26 Oct 2010

Vietnam long-term outlook bright: World Bank

The potential of Vietnamese business in the long term is huge, but short- and medium-term shortcomings should be addressed for sustainable development, the World Bank’s country director said.
Speaking at a workshop hosted by the Indian Business Chamber in Vietnam in Ho Chi Minh City last Friday, Victoria Kwakwa said: “It is high time for state agencies to develop skills to manage macroeconomic instability to regain people’s confidence.”
Though the country did well during the global economic turbulence, its inflation rate was likely to be 8–8.5 percent in 2010 and go down to around 7 percent in 2011. So, flexible monetary and fiscal policies would be needed next year since the inflation outlook would be affected by global changes in commodity and food prices.
The exchange rate remained under pressure though Vietnam devalued the currency twice in 2010, and a disparity persisted between official and market exchange rates.
The increasing trade deficit was likely to widen the current account deficit from 8 percent of GDP in 2009 to about 9 percent this year and 8 percent next year. Though the overall balance of foreign reserves was positive, they were not rising because of major problems like hoarding and capital flight.
The general fiscal deficit was expected to reach 5.9 percent of GDP this year and fall to 4.5 percent in 2011.
Though it is not yet in the middle-income trap -- middle-income countries are said to fall into it when they cannot progress to the next stage -- Vietnam could enter the danger zone within a decade and so it was useful to start thinking now about how to avoid becoming trapped.
The country should adjust growth strategies by giving more support and room for the private sector and innovations, removing logistics and infrastructure bottlenecks, and preventing real estate bubbles in cities.
It should also redirect priorities to avoid crises, support productivity gains in human capital, urbanization, and infrastructure, improve governance, and modernize institutions.
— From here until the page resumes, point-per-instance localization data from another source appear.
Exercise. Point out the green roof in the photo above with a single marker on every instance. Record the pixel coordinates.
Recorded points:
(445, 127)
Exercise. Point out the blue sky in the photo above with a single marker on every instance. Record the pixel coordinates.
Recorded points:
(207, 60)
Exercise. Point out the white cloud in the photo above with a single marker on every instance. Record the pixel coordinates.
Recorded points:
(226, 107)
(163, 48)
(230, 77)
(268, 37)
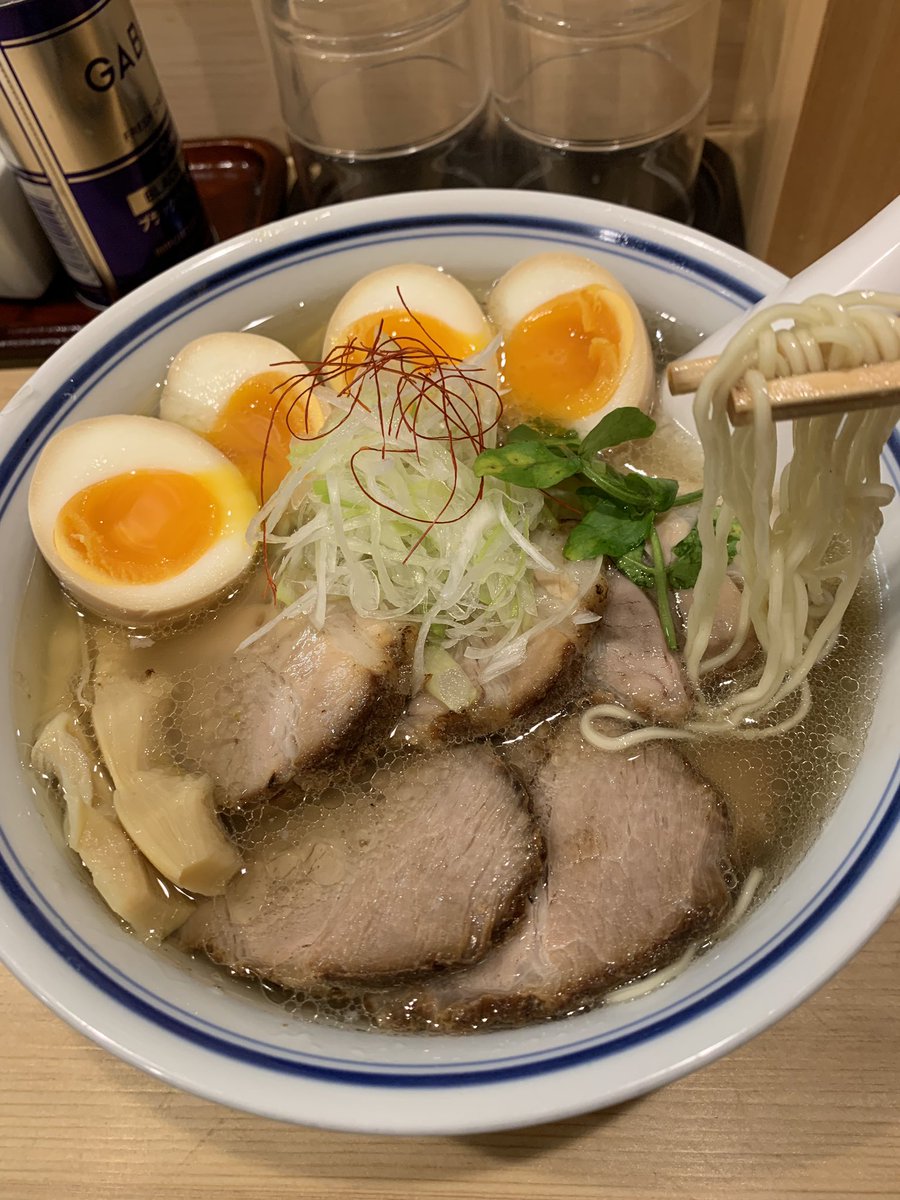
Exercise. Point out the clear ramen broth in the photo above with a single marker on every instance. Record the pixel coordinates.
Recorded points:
(777, 792)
Kwakwa told the media after the workshop that support for the private sector should be in the form of simplifying bureaucracy and granting it access to specialized skills that are only available to state-run conglomerates to help them sharpen their competitiveness.
She also said called for improving corporate governance to avoid moral hazard and state capture and constraining state ownership to areas/sectors that require technological upgrading and skills development.